JAXAは、火星の衛星フォボスからのサンプルリターンを目指す探査機「MMX」を、10月20日に種子島宇宙センターからH3ロケットで打ち上げる方向で調整している。成功すれば火星圏からの試料回収は世界初となる。
今回の計画は、これまで積み重ねられてきた日本の宇宙探査の延長線上にありながら、世界的にも例のない極めて大きな挑戦を含んでいる。報道によると、その中心となるのが火星の衛星を目指す一機の探査機であり、国内はもとより海外の研究者からも大きな注目を集めているという。
10月20日に打ち上げへ
まず最も注目されるのは、打ち上げの具体的な日程である。報道によると、JAXAは火星衛星探査機「MMX」を、10月20日に鹿児島県にある種子島宇宙センターから打ち上げる方向で調整を進めているとされており、長く待たれてきた計画の実現がいよいよ近づいている。
打ち上げに用いられるのは、日本が長年にわたり独自に開発を続けてきた主力ロケットである。報道によると、この探査機は国産の新型ロケットであるH3に搭載される予定であり、日本の宇宙輸送技術の実力が改めて大きく問われる重要な機会になるとみられている。
世界初の火星圏サンプルリターン

この探査機に課された最大の目的は、これまで世界の誰も実現してこなかった科学的な挑戦にある。報道によると、MMXは火星圏から試料を地球まで持ち帰る、いわゆるサンプルリターンを目指しており、これが無事に成功すれば世界で初めての快挙となる見通しである。

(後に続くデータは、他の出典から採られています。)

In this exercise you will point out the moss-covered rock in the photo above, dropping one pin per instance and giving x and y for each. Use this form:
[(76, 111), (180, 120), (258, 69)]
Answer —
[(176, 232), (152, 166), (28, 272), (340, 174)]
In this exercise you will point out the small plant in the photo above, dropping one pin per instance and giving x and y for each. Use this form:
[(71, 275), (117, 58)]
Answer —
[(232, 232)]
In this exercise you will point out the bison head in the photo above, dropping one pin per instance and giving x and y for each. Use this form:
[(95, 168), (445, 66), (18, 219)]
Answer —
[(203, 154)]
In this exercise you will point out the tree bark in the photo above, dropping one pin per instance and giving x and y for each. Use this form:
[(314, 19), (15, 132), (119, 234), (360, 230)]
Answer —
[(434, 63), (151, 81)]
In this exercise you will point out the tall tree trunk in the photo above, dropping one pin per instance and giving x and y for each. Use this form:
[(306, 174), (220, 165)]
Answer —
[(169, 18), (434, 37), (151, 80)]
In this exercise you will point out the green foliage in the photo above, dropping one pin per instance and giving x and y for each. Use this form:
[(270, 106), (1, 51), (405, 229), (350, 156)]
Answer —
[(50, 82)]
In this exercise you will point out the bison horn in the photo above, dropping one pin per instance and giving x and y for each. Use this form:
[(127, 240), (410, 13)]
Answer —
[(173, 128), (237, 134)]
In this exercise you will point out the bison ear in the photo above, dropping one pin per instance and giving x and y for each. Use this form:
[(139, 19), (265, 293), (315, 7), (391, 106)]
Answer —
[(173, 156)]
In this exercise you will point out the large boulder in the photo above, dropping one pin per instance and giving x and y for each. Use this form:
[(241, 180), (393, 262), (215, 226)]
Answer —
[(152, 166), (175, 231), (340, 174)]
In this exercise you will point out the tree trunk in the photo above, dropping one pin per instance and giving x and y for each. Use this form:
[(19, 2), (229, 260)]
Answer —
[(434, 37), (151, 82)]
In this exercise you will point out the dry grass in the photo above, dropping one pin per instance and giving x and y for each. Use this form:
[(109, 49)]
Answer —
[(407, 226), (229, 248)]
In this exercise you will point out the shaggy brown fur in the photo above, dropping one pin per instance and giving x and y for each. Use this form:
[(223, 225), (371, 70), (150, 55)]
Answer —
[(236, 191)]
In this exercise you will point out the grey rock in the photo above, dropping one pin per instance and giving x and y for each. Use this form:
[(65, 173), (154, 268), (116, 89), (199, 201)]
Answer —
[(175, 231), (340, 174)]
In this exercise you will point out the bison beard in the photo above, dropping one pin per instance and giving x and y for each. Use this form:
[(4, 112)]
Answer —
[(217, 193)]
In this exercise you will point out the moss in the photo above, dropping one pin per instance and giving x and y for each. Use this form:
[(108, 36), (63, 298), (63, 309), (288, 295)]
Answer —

探査の対象となるのは、火星本体そのものではなく、その周囲を回っている衛星である。報道によると、MMXは火星の衛星である「フォボス」の土壌サンプルの採取や詳しい観測を主な任務としており、その成り立ちや起源の解明が多くの科学者から強く期待されている。
火星到着は2027年、地球帰還は2031年
壮大な計画であるだけに、その全体の行程には非常に長い年月が費やされることになる。報道によると、探査機は打ち上げののち、2027年に火星圏へと到着する予定であり、そこから探査機による本格的な観測活動が始まっていくとされており、計画全体は数年がかりで慎重に進められることになる。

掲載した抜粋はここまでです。